2025 Indian Comedy film

Single Salma is a 2025 Indian Hindi-language romantic comedy film directed by Nachiket Samant. It stars Huma Qureshi, Sunny Singh and Shreyas Talpade in the lead role.

It was released theatrically on 31 October 2025.

== Premise ==
A woman from Lucknow, India, who has dedicated her life to supporting her family, continues to be identified as single and “unsettled” due to being unmarried.

== Cast ==
- Huma Qureshi as Salma Rizvi
- Sunny Singh as Meet Singh Sahni
- Shreyas Talpade as Sikander Khan
- Lauren Gottlieb as Zoya
- Kanwaljit Singh as Nawab Saahab, Salma's father
- Nidhi Singh as Ratna
- Kal Sabir
- Sammy Jonas Heaney
- Sachin Kavetham
- Navni Parihar as Mrs.
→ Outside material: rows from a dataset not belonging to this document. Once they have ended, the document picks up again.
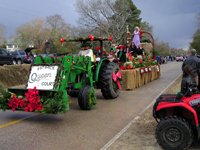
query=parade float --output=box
[118,54,161,90]
[0,36,122,114]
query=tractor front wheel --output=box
[78,85,97,110]
[99,62,120,99]
[155,117,193,150]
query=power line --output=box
[39,0,73,9]
[1,2,50,15]
[0,6,41,17]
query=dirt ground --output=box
[108,77,200,150]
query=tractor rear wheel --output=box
[99,62,120,99]
[155,117,193,150]
[67,90,79,97]
[78,85,97,110]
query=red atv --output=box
[153,85,200,150]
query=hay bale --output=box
[140,42,153,57]
[0,64,30,88]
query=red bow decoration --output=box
[140,30,144,39]
[109,36,113,41]
[88,34,94,42]
[126,65,133,70]
[138,59,142,64]
[60,38,65,43]
[112,70,122,90]
[96,46,101,52]
[128,53,133,60]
Srivastav

==Music==
The music of this film was composed by Sohail Sen and Jassi Sindhu.

== Release ==
The film was released on 31 October 2025.

==Reception==
Single Salma mostly received negative reviews from critics.

Deepa Gahlot of Rediff.com rated it 2.5/5 stars and said that "It's good to see Huma Qureshi help create a film which is as charming as it is empowering, without taking on the stridency that so many women-oriented films invariably adopt.
Ronak Kotecha of The Times of India gave 3 stars out of 5 and said that, "Watch it if you enjoy simple, slice-of-life dramas with heart. Skip it if you’re seeking surprises or cinematic fireworks."
Nandini Ramnath of Scroll.in observed that "Apart from the sheer unusualness of featuring leading Muslim characters, Single Salma has a few surprises in store. Not all of these land well because of the 142-minute movie’s tendency towards bloat and speechifying. But there are neat upending of expectations, welcome fun poked at the Indian obsession with marriage."

Bollywood Hungama rated it 1.5/5 stars and stated that "On the whole, SINGLE SALMA makes an important comment but falls flat due to the slow-moving narrative and an unimpressive climax."
Ganesh Aaglave of Firstpost gave 1.5 stars out of 5 and said that "Touted to be a family-entertainer, Single Salma turns out to be a colossal disappointment."
Shreyas Pande of Cinema Express also gave 1.5 stars out of 5 and said that "the film is just not as sharp-witted or warm to make for an effective experience."

Sana Farzeen of India Today rated it 1.5/5 stars and said that "'Single Salma' explores a woman's journey to self-discovery amid societal and family pressures. The film's important message is weakened by slow pacing and inconsistent storytelling."
Satish Sundaresan of Free Press Journal gave 2.5 stars out of 5 and said that "Given the fact that the film ‘Single Salma’ does not have an extremely strong narrative or chartbuster music, it will find it tough to sustain itself at the box-office. Even the word of mouth is seemingly difficult."
Devesh Sharma of Filmfare rated it 2.5/5 stars and said that "Single Salma is a coming-of-age film about a Muslim girl who discovers there is more to life than getting married. It espouses self-love and independence."